The University and College Union (UCU) announced today that it will open a ballot to members next month on whether or not to take industrial action this term.
The dispute comes after a joint negotiating committee backed pension proposals put forward by Universities UK (UUK) to deal with an estimated £15 billion funding shortfall in the Universities Superannuation Scheme (USS).
The union argues that changes to the USS will mean that a typical lecturer on a £42,000-a-year salary will lose 35 per cent of their guaranteed retirement benefits.
UCU’s higher education committee has confirmed that strike ballots will open at 152 institutions across Britain on October 18.
Six institutions will be balloted on USS only, 83 are to be balloted on pay and working conditions, and 63 institutions will be balloted over both issues.
The union has warned that universities could face action that will disrupt the end of term and continue into the next term unless employers return to negotiations with better offers for both disputes.
UCU general secretary Jo Grady said: “University staff propped up the entire sector during the pandemic, but they are now being thanked with huge cuts to their pensions, unbearably high workloads, and another below-inflation pay offer — all whilst universities continue to generate a handsome income from tuition fees.
“The truth is that very well paid university leadership, who manage institutions with bigger turnovers than top football clubs, are choosing to exploit the goodwill of staff, repeatedly refusing to address the rampant use of casualised contracts, unsafe workloads or the shocking gender and ethnicity pay gap in the sector.”

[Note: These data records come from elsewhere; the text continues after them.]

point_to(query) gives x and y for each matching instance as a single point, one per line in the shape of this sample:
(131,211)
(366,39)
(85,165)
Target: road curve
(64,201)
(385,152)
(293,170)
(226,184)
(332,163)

National Union of Students president Larissa Kennedy offered her support for staff planning to take action, saying “students will hold employers responsible” if vice-chancellors do not come to “a negotiated settlement."
The UCU ballot will close on November 4 unless employers resolve the dispute beforehand and the union will consider its results on November 8, with action expected to take place before the end of the year.
A UUK spokesman on behalf of USS employers said the reforms “will prevent harmful and unaffordable rises in contributions.”